Swansea won five of the club’s eight league games after Clement’s appointment to climb out of the relegation zone, but a run of six matches without a win places the Welsh club back in the bottom three. It is too late the change course now, but with Swansea three points from safety and facing Everton and West Bromwich Albion before the season closes, relegation is a real possibility.
It is a steep fall from the heights of European qualification when the Swans were regarded among the best run clubs in the land; a model for ambitious smaller clubs everywhere. No longer.
Clement’s only previous managerial appointment ended after 33 games at Derby Country; it might last half that number at Swansea. Indeed, the logic of Clement’s appointment is undermined by his failure to harness talent in the squad, including international players such Łukasz Fabiański, Jordan Ayew, Leroy Fer, Fernando Llorente, and Gylfi Sigurðsson.

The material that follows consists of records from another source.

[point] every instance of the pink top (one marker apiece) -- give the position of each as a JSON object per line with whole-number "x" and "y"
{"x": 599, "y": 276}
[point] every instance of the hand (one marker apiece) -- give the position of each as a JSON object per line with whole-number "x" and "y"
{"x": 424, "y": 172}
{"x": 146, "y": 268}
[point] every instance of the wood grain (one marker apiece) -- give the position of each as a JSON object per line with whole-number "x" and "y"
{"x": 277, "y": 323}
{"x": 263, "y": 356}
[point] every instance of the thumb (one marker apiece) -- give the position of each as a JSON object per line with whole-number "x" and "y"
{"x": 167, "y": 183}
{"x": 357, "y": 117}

All are likely to start against United; each has underperformed this season.
Still, last Saturday’s 2-0 victory over Stoke City has offered Clement’s players some badly needed confidence. “What a difference a performance and a victory makes for the mood, it’s incredible,” Clement said. “Training, everything, is completely different.”
Team News
Suspended Marouane Fellaini joins an absentee list that numbers eight for Swansea’s visit to Old Trafford. Paul Pogba, Phil Jones, Juan Mata, Chris Smalling, Marcos Rojo, Zlatan Ibrahimovic and the luckless Timothy Fosu-Mensah all miss out. Of that batch Pogba may return for United’s visit to Arsenal, but there is no guarantee anybody else will play before the season closes in mid-May. Fellaini’s dismissal in the derby means that the Belgian will also miss United’s games against Arsenal and Spurs.
Mourinho has little room to rotate on Sunday, despite it being the team’s 55th game of an exhausting season. Indeed, United will play both weekend and midweek games from now until the campaign concludes, either with Crystal Palace’s visit to Old Trafford on 21 May, or with the Europa League final four days later. The visitors are without Wayne Routledge, Nathan Dyer, and Angel Rangel, but Clement can select from an otherwise fully fit squad.

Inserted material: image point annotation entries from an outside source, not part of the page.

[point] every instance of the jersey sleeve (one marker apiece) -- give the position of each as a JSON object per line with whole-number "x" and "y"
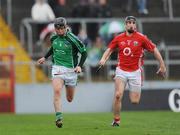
{"x": 53, "y": 37}
{"x": 78, "y": 43}
{"x": 148, "y": 45}
{"x": 113, "y": 44}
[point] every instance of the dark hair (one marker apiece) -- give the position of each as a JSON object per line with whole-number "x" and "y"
{"x": 60, "y": 22}
{"x": 129, "y": 18}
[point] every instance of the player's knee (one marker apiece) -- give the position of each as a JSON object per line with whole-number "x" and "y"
{"x": 118, "y": 96}
{"x": 57, "y": 93}
{"x": 69, "y": 99}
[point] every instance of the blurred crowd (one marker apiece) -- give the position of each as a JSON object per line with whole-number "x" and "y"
{"x": 94, "y": 36}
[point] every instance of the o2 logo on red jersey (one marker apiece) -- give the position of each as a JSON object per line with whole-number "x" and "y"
{"x": 127, "y": 51}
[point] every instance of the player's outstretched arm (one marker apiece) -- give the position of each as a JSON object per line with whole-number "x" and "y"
{"x": 162, "y": 68}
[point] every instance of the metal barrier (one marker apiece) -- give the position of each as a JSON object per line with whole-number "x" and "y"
{"x": 87, "y": 72}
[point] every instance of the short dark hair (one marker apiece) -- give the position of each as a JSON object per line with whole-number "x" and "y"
{"x": 60, "y": 22}
{"x": 129, "y": 18}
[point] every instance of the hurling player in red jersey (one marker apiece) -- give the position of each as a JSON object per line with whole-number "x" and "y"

Swansea suns from: Nordfeldt, Tremmel, Ki, Fulton, Narsingh, Bastón, Kinglsey, Van der Hoorn, Amat, Montero, Cork
Officials
Referee: Neil Swarbrick
Assistants: G Beswick, M Wilkes
Fourth official: M Jones
Prediction
United 2-0 Swansea
A few corrections :
We don’t play Everton away the run in. Arsenal, Spurs, Soton away, Palace at home.
Rooney is listed as playing and on the bench.
When did Borthwick-Jackson return from loan?
Thanks
Does that make you feel better? I was going to return the favour, but somehow I can’t find anything on the internet that you put time and effort building, and put out there for free. Odd that.
By the way if you’re offering proofreading services my email is editor AT unitedrant
Attack Attack Attack! Mathematics, Probabilities, Algorithms, Bus Drivers can all go out the window. Attack, Attack, Go for it!
This was De Geas delibetate middle finger for United. Now he can leave as we wont get Champ League next year.
Thans anyway Dave.
Next season’s Europa League beckons.